Creating an Ajax mySQL Full Text Search in cfWheels

I’m quite a fan of mySQL full text search – don’t get me wrong, it’s not exactly Google, and it has some annoying limitations, but for a quick and easy search function, it’s not half bad. It’s particularly useful for intranets, or just listings in admin section when you might have to delve through a few thousand records otherwise.

This example uses cfWheels, and most importantly, the cfWheels plugin Remote Form Helper.

Step One: Set up an index on your Table in MySQL.

Note: you can only do this on myISAM tables, not innodb.
I usually do this is navicat, where it’s very painless to do indeed. (simply right click a table, select Design table, then select indexes: give the index a name, and select the columns in the table you want to search: make sure the index type is set to fulltext).

For the ‘navicat-less’, try something like this:

CREATE TABLE `articles` 
(
  `id` int(11) NOT NULL default '0',
  `title` varchar(125) default NULL,
  `topic` varchar(25) NOT NULL default '',
  `author` varchar(25) NOT NULL default '',
  `createdAt` datetime NOT NULL default '0000-00-00 00:00:00',
  `body` text NOT NULL,
);

Then add the index:

ALTER TABLE articles ADD FULLTEXT(title,body);

The attributes in the Fulltext() function are the column names we wish to search (I believe there’s a limit of 16 columns).

In your mySQL conf file, add this line under the [mysqld] section:
ft_min_word_len=3

This sets mySQL to search for words of 3 characters or more, rather than the annoying default of 4.

Step 2: cfWheels setup
Download and install/activate/configure the Remote Form Helper plugin.
Make sure you remember to add the line:

addFormat(extension="js", mimeType="text/javascript");

To your config/settings.cfm file as mentioned in the plugin documentation, and also include the wheel.jquery.js file distributed with the plugin. (oh and jQuery itself, obviously).
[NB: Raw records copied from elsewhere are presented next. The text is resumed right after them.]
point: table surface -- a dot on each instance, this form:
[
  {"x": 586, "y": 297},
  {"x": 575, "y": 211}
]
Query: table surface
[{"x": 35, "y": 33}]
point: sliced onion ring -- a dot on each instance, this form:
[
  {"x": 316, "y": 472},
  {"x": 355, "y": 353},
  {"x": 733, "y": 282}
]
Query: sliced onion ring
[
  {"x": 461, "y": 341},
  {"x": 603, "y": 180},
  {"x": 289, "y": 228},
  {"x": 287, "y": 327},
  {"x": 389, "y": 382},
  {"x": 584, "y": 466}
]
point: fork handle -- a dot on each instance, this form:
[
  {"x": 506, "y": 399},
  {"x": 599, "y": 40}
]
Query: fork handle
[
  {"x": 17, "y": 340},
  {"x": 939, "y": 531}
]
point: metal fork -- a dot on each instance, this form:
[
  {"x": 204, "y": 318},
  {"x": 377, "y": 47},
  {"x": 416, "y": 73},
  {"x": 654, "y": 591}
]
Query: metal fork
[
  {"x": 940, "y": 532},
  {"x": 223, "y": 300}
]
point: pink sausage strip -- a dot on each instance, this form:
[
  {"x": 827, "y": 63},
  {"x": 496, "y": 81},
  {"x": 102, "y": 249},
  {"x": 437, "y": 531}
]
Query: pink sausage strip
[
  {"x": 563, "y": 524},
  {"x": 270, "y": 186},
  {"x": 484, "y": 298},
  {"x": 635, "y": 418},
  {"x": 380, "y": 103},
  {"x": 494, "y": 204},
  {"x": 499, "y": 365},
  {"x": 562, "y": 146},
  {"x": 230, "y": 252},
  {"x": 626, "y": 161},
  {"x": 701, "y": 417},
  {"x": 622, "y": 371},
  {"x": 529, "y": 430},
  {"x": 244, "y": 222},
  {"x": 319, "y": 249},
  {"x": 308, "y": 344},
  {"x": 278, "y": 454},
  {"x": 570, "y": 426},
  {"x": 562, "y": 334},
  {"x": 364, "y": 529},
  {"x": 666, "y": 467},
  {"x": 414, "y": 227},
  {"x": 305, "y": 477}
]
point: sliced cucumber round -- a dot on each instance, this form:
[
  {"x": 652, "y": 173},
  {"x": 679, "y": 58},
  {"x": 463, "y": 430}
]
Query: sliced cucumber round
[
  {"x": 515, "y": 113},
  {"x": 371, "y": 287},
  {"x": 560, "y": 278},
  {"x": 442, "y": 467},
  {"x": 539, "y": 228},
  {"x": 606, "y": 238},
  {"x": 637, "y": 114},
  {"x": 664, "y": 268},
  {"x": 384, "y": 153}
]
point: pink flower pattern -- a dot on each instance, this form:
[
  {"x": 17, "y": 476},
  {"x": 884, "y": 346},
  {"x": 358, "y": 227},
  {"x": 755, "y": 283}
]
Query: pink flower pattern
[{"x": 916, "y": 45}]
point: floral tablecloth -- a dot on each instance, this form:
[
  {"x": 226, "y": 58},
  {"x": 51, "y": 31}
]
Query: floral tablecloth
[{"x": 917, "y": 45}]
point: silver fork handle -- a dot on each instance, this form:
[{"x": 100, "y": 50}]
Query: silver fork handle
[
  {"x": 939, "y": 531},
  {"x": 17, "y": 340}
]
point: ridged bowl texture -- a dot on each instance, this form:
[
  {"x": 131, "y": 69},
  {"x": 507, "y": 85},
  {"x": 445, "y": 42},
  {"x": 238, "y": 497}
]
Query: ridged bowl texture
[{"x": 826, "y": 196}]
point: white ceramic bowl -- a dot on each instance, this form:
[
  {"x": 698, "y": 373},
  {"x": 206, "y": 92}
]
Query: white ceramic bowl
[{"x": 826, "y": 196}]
Step 3: Search Views & Controllers

We need to create at least three files.

Firstly, our controller, /controllers/Search.cfc:

<cfcomponent extends="controller">
<cffunction name="init">
<cfscript>
// This provides bit is essential!
 provides("html, json, js"); 
</cfscript>
</cffunction>

<cffunction name="q" hint="The Main Search Router">
<cfscript>
// If search terms is incoming, and is an ajax request
if(structkeyexists(params, 's') AND len(params.s) GTE 3 AND isAjax())
{   
// searchArticles() function returns our HTML directly to the data attribute 
renderWith(data=searchArticles(params.s), template="articles");
}
else
{ renderNothing() };
</cfscript> 
</cffunction>

<cffunction name="searchArticles" access="private" hint="Our FullText Search">
 <cfargument name="s" required="yes" type="string" hint="The Search Term">
 <cfquery name="q" datasource="#application.wheels.datasourcename#" maxrows="50">
 SELECT id, title, topic, author, body, createdAt FROM articles
 WHERE MATCH (title,body) AGAINST (<cfqueryparam cfsqltype="cf_sql_varchar" value="#arguments.s#">);
 </cfquery>
 <cfloop query="q">
  <cfset q.content[currentrow]=formatResult(string=content, highlightT=arguments.s)>
 </cfloop>
 <cfreturn q />
</cffunction>

<cffunction name="formatResult" access="private" returntype="string" hint="Returns a shortened teaser of the main content, with highlighted search terms">
 <cfargument name="string" type="string" hint="The String to truncate">
 <cfargument name="highlightT" type="string" hint="The term to highlight">
  <cfset var newString="">
  <cfset newString=highlight(text=truncate(stripTags(arguments.string), 400), phrases=arguments.highlightT)>
  <cfreturn newString />
</cffunction>

Next, some view files:

/views/search/index.cfm (where our search form and results output will live)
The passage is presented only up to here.